Creative & risk-taking culture
To stay ahead of other competitors, it is essential for Grundfos to continuously innovate and improve. New groundbreaking ideas can only be conceived within a corporate environment that encourages risk-taking and creativity. I learnt that one great way of doing so is to move towards a more entrepreneurial framework. Grundfos works very closely with entrepreneurs, playing a major role in supporting their start up and development. They also give their employees the opportunity to brainstorm for ideas and implement them. But of course, Grundfos also taught me the art of saying “no”. The speaker mentioned that with a pool of creative ideas, we must learn to reject 9 out of 10 of them, and only invest in one great idea that has the greatest potential.

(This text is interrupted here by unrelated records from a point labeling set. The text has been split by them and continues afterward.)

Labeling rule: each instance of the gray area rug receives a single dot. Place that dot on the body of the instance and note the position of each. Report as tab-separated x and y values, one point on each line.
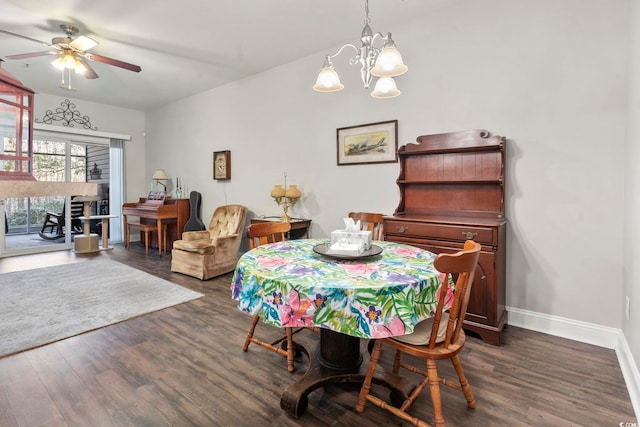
48	304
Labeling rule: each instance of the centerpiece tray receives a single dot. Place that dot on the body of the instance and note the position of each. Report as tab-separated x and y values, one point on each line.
323	249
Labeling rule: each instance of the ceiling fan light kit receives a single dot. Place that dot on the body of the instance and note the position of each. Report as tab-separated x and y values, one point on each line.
72	54
385	63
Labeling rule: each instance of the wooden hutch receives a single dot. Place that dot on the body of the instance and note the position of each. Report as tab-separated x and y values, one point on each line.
452	189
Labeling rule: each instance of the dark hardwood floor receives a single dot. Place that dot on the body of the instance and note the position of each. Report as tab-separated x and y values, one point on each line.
184	366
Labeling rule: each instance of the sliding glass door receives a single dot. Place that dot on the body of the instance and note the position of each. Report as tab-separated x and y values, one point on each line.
56	158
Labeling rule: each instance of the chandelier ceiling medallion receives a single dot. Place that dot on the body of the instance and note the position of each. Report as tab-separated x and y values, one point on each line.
385	63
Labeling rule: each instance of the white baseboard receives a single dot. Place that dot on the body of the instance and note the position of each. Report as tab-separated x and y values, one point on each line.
589	333
630	372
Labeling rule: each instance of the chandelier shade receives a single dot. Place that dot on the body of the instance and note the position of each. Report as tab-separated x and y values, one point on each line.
69	60
385	88
328	80
389	63
383	63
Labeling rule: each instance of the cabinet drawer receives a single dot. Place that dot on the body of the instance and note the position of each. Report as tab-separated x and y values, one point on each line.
449	232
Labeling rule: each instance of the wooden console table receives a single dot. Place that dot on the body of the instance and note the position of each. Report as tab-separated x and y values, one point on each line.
300	227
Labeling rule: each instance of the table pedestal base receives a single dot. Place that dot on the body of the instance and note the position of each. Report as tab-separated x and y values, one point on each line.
337	360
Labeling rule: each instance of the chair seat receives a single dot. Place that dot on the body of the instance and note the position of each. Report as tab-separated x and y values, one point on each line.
422	332
200	246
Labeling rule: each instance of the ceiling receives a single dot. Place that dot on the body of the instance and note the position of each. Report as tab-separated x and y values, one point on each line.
188	46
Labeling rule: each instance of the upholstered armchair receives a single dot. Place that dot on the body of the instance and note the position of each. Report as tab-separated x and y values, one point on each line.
214	251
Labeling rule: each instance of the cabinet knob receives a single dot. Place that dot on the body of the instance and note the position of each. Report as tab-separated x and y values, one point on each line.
469	235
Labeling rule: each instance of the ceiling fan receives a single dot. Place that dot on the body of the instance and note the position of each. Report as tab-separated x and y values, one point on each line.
72	53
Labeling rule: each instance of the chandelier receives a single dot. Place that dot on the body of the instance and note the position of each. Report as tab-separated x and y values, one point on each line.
68	61
385	63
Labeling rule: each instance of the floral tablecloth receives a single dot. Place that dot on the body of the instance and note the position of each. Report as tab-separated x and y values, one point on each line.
288	284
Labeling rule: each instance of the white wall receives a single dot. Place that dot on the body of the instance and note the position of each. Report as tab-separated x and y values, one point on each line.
113	120
550	79
631	275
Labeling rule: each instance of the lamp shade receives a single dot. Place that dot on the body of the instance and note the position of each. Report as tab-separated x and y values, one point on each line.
277	191
160	174
293	192
389	63
385	88
328	80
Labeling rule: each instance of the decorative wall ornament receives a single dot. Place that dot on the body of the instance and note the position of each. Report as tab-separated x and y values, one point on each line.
68	115
95	173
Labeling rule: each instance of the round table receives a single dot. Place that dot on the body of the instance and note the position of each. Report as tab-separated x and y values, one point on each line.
288	284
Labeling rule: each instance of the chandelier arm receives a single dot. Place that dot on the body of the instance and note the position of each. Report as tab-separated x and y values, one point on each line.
385	37
339	51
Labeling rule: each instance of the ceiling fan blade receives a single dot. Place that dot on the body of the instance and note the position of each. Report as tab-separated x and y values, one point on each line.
30	55
90	73
24	37
83	43
111	61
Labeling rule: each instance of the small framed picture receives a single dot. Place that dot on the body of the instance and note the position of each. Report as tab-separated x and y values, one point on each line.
370	143
222	164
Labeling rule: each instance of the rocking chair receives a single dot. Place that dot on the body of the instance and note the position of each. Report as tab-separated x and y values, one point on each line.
55	222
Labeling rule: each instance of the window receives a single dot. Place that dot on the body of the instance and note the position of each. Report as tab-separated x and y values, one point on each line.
16	127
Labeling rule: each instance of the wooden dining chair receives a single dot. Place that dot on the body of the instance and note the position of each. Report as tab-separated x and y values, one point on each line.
370	221
260	234
438	338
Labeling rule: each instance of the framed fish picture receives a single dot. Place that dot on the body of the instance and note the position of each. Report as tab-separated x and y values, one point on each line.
370	143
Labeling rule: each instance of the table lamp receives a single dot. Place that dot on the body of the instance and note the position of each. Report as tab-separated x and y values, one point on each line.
286	197
160	175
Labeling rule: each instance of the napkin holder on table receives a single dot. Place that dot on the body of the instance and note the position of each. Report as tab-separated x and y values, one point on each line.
351	240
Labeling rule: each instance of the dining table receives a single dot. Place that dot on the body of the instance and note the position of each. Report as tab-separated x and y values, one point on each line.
381	293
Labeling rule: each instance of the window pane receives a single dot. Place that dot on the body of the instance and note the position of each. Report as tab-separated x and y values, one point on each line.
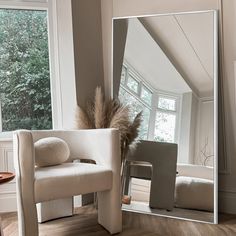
24	70
132	84
167	103
123	75
136	107
164	127
146	95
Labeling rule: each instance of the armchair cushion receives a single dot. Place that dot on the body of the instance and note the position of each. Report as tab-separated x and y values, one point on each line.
70	179
51	151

Also, it is difficult but critical to find the balance between a lean corporate structure and that of a very entrepreneurial one.
Grundfos taught me that the importance of being forward-looking and visionary. Since the beginning of Grundfos, Poul Due Jensen decided to be the very first pump company to integrate pumps with the electrionic portions (eg motors) in the production process. They are now again applying a very visionary strategy by looking at the big picture and see how Grundfos can fit in better to meet consumer’s growing demands. With that, they decided to expand into home systems technology that is definitely a risk but it may prove rewarding if the market is ready for it.
I learn that branding is extremely important to attract and retain talents as well as boost customer trust and support. I also learnt that a company’s brand shouldn’t be too narrow because it may restrict the company from expanding into other areas if it is too specific. Grundfos’ brand – Be. Think. Innovate, definitely help build consumers’ confidence in the company and it is wide enough to allow them to expand into home systems technology.